La Chine poursuit simultanément deux trajectoires énergétiques apparemment contradictoires. D’un côté, le pays déploie à un rythme inégalé des infrastructures d’énergies renouvelables, avec des parcs solaires et éoliens qui transformisent ses paysages désertiques. De l’autre, il continue d’étendre ses capacités de production électrique à partir de charbon, représentant l’écrasante majorité des nouvelles centrales thermiques construites dans le monde.

Cette dualité s’explique par une stratégie de transition graduelle, qualifiée de « construire avant de démanteler ». Les autorités maintiennent le système énergétique existant pendant que les nouvelles installations renouvelables deviennent pleinement opérationnelles. Cette approche prudente trouve son origine dans les pénuries d’électricité survenues récemment, qui ont convaincu les décideurs de garantir la sécurité d’approvisionnement.

La croissance rapide de la demande électrique constitue un autre facteur déterminant. Bien que le rythme d’installation des énergies vertes soit impressionnant, il peine souvent à suivre l’expansion des besoins énergétiques nationaux. Les contraintes logistiques compliquent davantage la situation, les meilleurs sites pour les énergies renouvelables étant fréquemment éloignés des grands centres urbains, ce qui rend le transport de l’électricité coûteux et complexe.

Le paysage énergétique chinois évolue également sur le plan réglementaire. La fin programmée des tarifs d’achat garantis pour les renouvelables introduit une nouvelle incertitude, même si le gouvernement conserve des instruments pour orienter le marché.
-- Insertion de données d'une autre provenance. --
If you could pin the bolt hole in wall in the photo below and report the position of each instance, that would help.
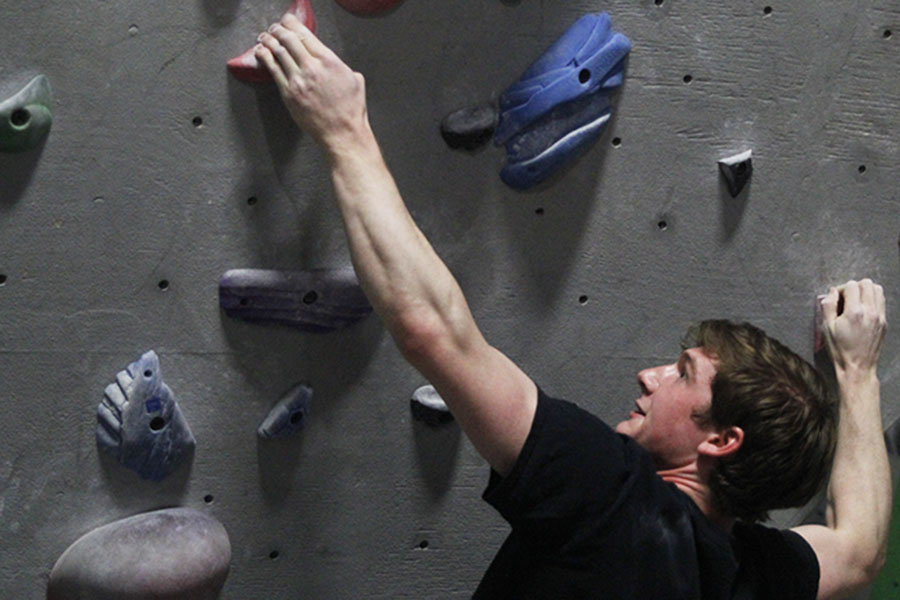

Parallèlement, le secteur des technologies vertes représente désormais un pilier économique significatif, contribuant de manière substantielle à la croissance nationale.

Les centrales au charbon existantes fonctionnent actuellement bien en deçà de leur capacité théorique, laissant entrevoir une marge de manœuvre pour absorber l’augmentation de la demande sans nécessairement accroître les émissions. Cette situation reflète la complexité de la transition énergétique chinoise, où impératifs économiques, sécurité d’approvisionnement et objectifs environnementaux doivent trouver un équilibre délicat.